Déséquilibres mondiaux

Les chercheurs prévoient par ailleurs que la population de pays pauvres continuera longtemps à augmenter, notamment en Afrique subsaharienne, alors qu'elle baissera dans les pays développés. Ce déséquilibre risque, selon eux, d'avoir « des conséquences considérables sur les plans économique et sociétal ». En 2021, 29 % des nourrissons devraient voir le jour en Afrique subsaharienne ; une proportion qui grimpera à 54 % d’ici à 2100, ce qui « souligne l’urgence d’améliorer l’accès aux moyens de contraception et à l’éducation des filles », commentent les auteurs.

« Le monde sera confronté simultanément à un "baby boom" dans certains pays et à un "baby bust" dans d'autres. Alors que la plupart des pays du monde sont confrontés aux graves problèmes de croissance économique posés par la diminution de la main-d'œuvre et au défi du vieillissement, de nombreux pays d'Afrique subsaharienne aux ressources limitées doivent savoir comment soutenir la population la plus jeune et la plus dynamique, dans des endroits politiquement et économiquement instables, soumis à des contraintes de chaleur et à des systèmes de santé très sollicités », analyse l'auteur principal, Stein Emil Vollset, spécialiste de métrologie de la santé à l’Institute for Health Metrics and Evaluation (IHME) de l’Université de médecine de Washington, responsable du GBD.

Dans le détail, la Corée du Sud et la Serbie ont déjà les plus bas taux de fécondité à 1,1 enfant par femmes.

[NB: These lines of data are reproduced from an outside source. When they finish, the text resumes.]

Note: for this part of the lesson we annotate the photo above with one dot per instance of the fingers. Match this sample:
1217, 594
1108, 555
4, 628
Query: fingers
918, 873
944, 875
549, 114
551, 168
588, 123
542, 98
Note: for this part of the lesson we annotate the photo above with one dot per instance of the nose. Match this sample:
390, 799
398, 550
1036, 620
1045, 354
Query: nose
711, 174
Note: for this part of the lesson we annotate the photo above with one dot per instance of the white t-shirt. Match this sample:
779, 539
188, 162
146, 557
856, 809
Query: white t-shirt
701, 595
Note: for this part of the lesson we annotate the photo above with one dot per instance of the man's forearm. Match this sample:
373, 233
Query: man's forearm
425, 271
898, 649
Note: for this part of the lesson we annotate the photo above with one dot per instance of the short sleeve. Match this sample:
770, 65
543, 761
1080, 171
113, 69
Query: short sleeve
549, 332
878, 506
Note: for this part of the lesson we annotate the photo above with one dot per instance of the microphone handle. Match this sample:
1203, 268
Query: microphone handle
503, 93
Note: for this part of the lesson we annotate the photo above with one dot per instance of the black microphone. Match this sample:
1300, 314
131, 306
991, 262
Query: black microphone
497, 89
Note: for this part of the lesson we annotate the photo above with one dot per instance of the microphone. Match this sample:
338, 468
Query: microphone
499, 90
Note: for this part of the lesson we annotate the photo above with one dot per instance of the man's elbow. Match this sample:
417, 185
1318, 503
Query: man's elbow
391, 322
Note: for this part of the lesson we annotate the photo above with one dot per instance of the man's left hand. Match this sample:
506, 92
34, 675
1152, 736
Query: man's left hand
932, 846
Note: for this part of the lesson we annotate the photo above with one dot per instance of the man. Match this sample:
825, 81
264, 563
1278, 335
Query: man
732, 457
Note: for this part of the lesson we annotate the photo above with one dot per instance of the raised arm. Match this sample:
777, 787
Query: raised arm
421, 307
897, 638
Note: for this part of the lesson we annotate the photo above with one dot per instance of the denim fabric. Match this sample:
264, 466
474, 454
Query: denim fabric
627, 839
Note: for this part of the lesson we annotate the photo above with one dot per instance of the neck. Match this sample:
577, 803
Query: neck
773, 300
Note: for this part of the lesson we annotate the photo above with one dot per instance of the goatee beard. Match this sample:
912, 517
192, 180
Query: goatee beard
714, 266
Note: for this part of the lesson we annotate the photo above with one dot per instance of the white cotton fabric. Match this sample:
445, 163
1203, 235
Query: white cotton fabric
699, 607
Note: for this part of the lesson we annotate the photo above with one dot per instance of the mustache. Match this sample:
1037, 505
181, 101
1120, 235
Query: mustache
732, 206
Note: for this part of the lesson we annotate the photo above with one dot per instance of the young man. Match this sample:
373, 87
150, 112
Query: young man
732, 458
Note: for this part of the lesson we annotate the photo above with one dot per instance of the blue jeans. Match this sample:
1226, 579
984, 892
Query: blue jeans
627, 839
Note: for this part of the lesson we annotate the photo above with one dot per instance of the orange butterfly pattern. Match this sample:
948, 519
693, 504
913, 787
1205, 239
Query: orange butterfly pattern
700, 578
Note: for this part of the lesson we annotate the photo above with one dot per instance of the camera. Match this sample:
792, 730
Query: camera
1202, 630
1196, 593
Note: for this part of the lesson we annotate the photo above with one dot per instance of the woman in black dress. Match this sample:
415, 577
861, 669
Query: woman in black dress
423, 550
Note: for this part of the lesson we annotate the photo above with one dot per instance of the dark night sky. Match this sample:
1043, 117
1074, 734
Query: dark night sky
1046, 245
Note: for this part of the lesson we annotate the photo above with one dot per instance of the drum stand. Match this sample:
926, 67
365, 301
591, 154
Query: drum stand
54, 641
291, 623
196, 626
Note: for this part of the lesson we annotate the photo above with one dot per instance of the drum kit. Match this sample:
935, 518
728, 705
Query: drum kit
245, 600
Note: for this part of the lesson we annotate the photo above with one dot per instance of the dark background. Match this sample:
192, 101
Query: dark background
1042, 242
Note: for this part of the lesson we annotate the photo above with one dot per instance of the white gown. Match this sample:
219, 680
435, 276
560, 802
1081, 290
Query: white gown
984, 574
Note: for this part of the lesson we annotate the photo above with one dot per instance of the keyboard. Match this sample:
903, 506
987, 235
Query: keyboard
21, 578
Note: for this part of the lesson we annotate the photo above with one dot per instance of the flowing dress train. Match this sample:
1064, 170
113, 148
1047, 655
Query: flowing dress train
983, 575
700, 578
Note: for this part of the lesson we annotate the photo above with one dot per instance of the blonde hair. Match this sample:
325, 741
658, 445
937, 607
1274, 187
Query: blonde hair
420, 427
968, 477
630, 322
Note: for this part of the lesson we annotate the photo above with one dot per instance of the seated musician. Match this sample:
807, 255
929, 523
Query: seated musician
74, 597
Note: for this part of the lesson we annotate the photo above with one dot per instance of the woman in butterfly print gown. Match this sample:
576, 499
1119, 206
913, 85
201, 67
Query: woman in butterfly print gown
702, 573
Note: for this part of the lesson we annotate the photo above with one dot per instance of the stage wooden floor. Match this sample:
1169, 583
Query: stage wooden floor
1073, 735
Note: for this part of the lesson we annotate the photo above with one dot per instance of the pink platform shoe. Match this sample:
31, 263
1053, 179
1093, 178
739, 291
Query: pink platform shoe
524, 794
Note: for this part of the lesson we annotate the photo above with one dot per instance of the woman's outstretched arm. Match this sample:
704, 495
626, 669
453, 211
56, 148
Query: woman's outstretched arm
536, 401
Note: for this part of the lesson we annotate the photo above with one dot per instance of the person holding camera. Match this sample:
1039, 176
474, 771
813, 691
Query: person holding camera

En 2100, seulement six pays auront un taux supérieur à 2,1 : Samoa, la Somalie, les îles Tonga, le Niger, le Tchad, et le Tadjikistan. En Europe, le taux de fécondité devrait être de 1,44 en 2050 puis 1,37 en 2100 ; la France, qui affiche un taux de 1,75 aujourd’hui, devrait se classer parmi les pays dans la fourchette haute, avec Israël, l’Islande, le Danemark, ou l’Allemagne (entre 1,40 et 2,09 à la fin du siècle).

Pour autant, les prévisions de l'étude du Lancet doivent être prises avec précaution, soulignent dans le même numéro des chercheurs de l'Organisation mondiale de la santé (OMS). Ils critiquent plusieurs choix de méthodologie, soulignant notamment la faiblesse des données actuellement disponibles dans nombre de pays pauvres. Sur le fond, « il faut privilégier la nuance et non le sensationnalisme quand on parle de la baisse des taux de fertilité », estiment-ils. Ils soulignent aussi qu'un tel phénomène peut présenter des avantages (environnement, alimentation...), comme des inconvénients (systèmes de retraite, emploi...). Et notent surtout qu'il n'y « pas de manière évidente » d'agir dessus. Les politiques natalistes, tel le « réarmement » promu par Emmanuel Macron, n’auraient qu’un effet marginal, de l’ordre d’un incrément de seulement 0,2 enfant par femme.